J‘espère que le poste que vous occupez aujourd’hui à la suite de Jean Henri Hoguet, Joseph Le Louarn, Bernard Puyanet, Jean Puons, Gérard Estavoyer, Guy Gouin et Jean Paul Garcia vous permettra d’avoir le sens du discernement que vous n’aviez pas démontré posséder lorsque vous receviez avec mépris mes grands enfants ou lors de vos passages successifs devant moi sur le trottoir de la DG au 11 Rue des Deux Communes à Montreuil, lorsque vous y sortiez pour fumer une clope et m’ignorer totalement alors que je tractais la réalité de mon vécu.

Pourtant Jean Paul Garcia, votre prédécesseur, lui, avait accepté de me voir, entrainant même ses plus proches collaborateurs de l’A2 dans mon « camping car » pour qu’ils m’achètent un de mes livres, précisant: « Tout ce que raconte Marc est vrai ! »

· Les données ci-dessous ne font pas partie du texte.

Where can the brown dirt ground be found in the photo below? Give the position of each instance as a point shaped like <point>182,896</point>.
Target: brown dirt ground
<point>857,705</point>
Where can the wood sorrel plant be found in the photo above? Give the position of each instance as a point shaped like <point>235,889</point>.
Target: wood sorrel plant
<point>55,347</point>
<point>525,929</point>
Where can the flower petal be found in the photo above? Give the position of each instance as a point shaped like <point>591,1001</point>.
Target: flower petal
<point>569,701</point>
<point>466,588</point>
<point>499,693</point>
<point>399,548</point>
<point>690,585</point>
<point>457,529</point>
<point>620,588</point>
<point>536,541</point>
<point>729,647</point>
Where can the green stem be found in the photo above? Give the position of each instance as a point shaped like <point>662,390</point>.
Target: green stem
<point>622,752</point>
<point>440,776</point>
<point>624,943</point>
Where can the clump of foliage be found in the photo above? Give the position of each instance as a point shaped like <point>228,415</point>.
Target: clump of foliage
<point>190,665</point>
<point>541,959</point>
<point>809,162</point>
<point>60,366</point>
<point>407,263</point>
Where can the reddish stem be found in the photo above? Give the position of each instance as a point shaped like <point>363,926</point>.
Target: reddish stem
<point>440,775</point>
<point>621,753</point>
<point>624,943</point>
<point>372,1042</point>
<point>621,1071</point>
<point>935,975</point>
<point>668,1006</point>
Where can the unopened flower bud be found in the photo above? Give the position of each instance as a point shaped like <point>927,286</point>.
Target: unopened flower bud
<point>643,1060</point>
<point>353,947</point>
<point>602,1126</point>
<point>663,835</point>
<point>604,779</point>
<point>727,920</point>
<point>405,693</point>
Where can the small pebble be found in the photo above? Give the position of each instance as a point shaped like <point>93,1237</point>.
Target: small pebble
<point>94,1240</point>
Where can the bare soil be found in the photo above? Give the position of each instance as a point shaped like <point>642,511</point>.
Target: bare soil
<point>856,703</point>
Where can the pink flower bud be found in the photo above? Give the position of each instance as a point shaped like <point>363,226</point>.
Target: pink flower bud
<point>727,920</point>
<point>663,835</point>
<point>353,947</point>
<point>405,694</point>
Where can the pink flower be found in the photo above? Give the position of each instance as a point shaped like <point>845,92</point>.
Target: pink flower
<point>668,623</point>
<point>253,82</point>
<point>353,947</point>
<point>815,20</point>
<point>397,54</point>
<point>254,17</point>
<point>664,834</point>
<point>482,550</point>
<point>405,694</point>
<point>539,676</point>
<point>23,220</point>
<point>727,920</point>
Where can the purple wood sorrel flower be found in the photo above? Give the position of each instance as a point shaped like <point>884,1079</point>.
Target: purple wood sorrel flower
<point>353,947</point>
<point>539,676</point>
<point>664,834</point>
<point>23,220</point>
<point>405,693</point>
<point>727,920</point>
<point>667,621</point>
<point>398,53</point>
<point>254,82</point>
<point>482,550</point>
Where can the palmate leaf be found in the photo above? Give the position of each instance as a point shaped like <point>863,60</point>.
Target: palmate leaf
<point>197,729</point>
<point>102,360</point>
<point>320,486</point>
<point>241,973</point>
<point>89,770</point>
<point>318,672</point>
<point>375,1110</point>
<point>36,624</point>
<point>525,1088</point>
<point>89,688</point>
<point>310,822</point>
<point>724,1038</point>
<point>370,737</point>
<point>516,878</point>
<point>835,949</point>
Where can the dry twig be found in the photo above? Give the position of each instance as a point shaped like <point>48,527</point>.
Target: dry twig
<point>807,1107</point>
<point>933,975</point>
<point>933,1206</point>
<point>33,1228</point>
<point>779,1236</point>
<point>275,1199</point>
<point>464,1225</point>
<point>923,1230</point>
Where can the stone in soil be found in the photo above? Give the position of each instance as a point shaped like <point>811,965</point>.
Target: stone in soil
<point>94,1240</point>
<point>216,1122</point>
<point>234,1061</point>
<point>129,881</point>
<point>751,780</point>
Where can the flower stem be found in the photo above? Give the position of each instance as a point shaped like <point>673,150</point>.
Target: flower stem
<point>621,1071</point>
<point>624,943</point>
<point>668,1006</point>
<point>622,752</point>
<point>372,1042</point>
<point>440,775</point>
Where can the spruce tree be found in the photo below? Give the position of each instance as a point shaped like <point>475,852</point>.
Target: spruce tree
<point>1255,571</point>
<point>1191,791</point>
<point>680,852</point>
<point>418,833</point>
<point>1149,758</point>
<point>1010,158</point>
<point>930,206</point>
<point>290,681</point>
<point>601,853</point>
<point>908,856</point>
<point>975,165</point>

Gérard Schoen, l’administrateur civil du contentieux, que j’attendis jusque 20 h 40 ce vendredi là, se sauva en courant pour ne pas avoir à répondre des conneries émises sur un plateau de télévision en bon petit soldat du DG Jérôme Fournel.

Être serviteur de l’État exige une éthique et un respect des faits vécus sans systématiquement les déformer pour s’exonérer de toutes responsabilités et ainsi continuer un déroulement de carrière parfait.

Être serviteur de L’État exige d’assumer le passé sans chercher à l’arranger.

Être serviteur de l’État impose pour assumer la continuité du service de L’État d’assurer les engagements pris par ses prédécesseurs, ce que ne fit pas le « DG de passage » François Auvigne.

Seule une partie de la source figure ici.